On his knees in a fighting trench, a lone Ukrainian soldier is carefully searching for the nearly invisible tripwire attached to an explosive device — without triggering it.
No easy task, made all the more challenging in the mucky slit filled with spent ammunition, food containers and garbage.
He’s being watched too.
But he’s not in any danger.
This is a training exercise, pulling soldiers from Ukraine’s front lines to the comparative safety of Poland, where Canadian combat engineers act as instructors, teaching how to detect and defuse land mines, booby traps and other improvised explosive devices (IEDs).
“Ukraine asked us to teach their soldiers how to clear things like this,” explained Lt. Jacques Pecora of the Canadian Armed Forces. “They were taking casualties as they were retaking land. When the Russian soldiers would withdraw, they would often booby trap trenches.”
The training happens fast. It has to. Ukraine needs its soldiers back in the fight with the new skills they’re getting here.
They are “critical for battlefield survival,” according to Canada’s Chief of Defence Staff.
Gen. Wayne Eyre won’t talk about the exact tactics being transferred, to ensure Russia doesn’t know either, but says “Canadians can be extremely proud of what we’ve given Ukrainians in terms of skills and knowledge.”
Anything could be a trap
While Ukraine does not release casualty figures, it’s clear soldiers have been killed by IEDs placed in laptops, phones, ammunition boxes — even the corpses of Russian soldiers when they’ve abandoned positions and the Ukrainians move in.
The Ukrainians are being shown how to use ropes to open doors, move bodies, shift anything where an IED could be hidden. If detonating a device is going to happen, the aim is for all soldiers to be at a safe distance when it does.
Beyond this, 30 per cent of Ukraine’s territory is now contaminated with land mines, seeded by forces from both sides.
That has been extremely destructive to military vehicles, often killing those inside, but also leaves a long-term legacy.
“We will have to do lots of demining, it will be hard, some estimates are that it could take five years, just so people can use their homes,” said Ukrainian soldier Pte. Sologub. Military authorities would not reveal his full name for safety reasons.
But all the Ukrainian soldiers on this course are battle-tested, their minds attuned to the dangers at the front.
“A lot of people when they first arrived here took cover when airliners flew overhead. Because in Ukraine, there are only military planes, and if you see them, they may be coming to attack you.”
Four days after the interview, he was back on the front lines, putting the new skills taught by Canadians in Poland to the test.
Demining could take a generation
Even if the war in Ukraine were to end immediately, the scourge of land mines would remain.
There is no single map of where they’ve been buried alongside roads, in fields and forests.
“The contamination in Ukraine is massive,” said Canadian Jasmine Dann of the mine removal charity Halo Trust once championed by Princess Diana. “The difference [compared to other mined nations] though is the complexity.”
Traditional land mines are activated when pressure from a foot or vehicle compresses two metal plates together, completing an electrical circuit and prompting a detonation.
While those pressure plate mines are widespread in Ukraine, so too are seismic devices which explode based on any movement around them. That makes mine clearance especially challenging.
There are also magnetic devices, triggered by metallic objects passing nearby, whether a tank or the metal detector used by a mine clearance specialist.
Until they’re cleared, life can not return to normal.
“Ukraine was one of the world’s biggest producers of agricultural products,” said Dann. “I’ve seen first-hand farmers who haven’t been able to access their land, haven’t been able to get back to their livelihoods, and now can’t make a living for their families.”
The former government bureaucrat is now the Operations Officer for Halo Trust’s entire operation in Ukraine. The efforts are supported, in part, by the Canadian government. At the start of the war in February 2022, the Trust had 200 mine clearance personnel in the country. By the end of the year, it estimates it will have to have 1,200.

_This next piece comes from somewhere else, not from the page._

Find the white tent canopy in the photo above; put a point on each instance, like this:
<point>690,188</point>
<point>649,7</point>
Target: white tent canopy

Even then, finding and removing all the mines will take a generation at least, and quite possibly decades.
The cost of finding where the mines are will be measured in lost limbs and lives, as has been the case in Cambodia, Vietnam and Afghanistan which each struggle with mines more than 50 years after they were laid — the long tail of any war.
Canadian training mission to continue
While the soldiers of NATO nations are not directly fighting in Ukraine, the alliance is certainly involved in the war effort.
A new deployment of Canadian soldiers — combat engineers and medical trainers — are beginning their multi-month assignment to various facilities in Poland, training successive rotations of Ukrainians on the skills they need now.
And there is immediate feedback from former students, letting the Canadians know new Russian tactics and seeking solutions on how to defeat them.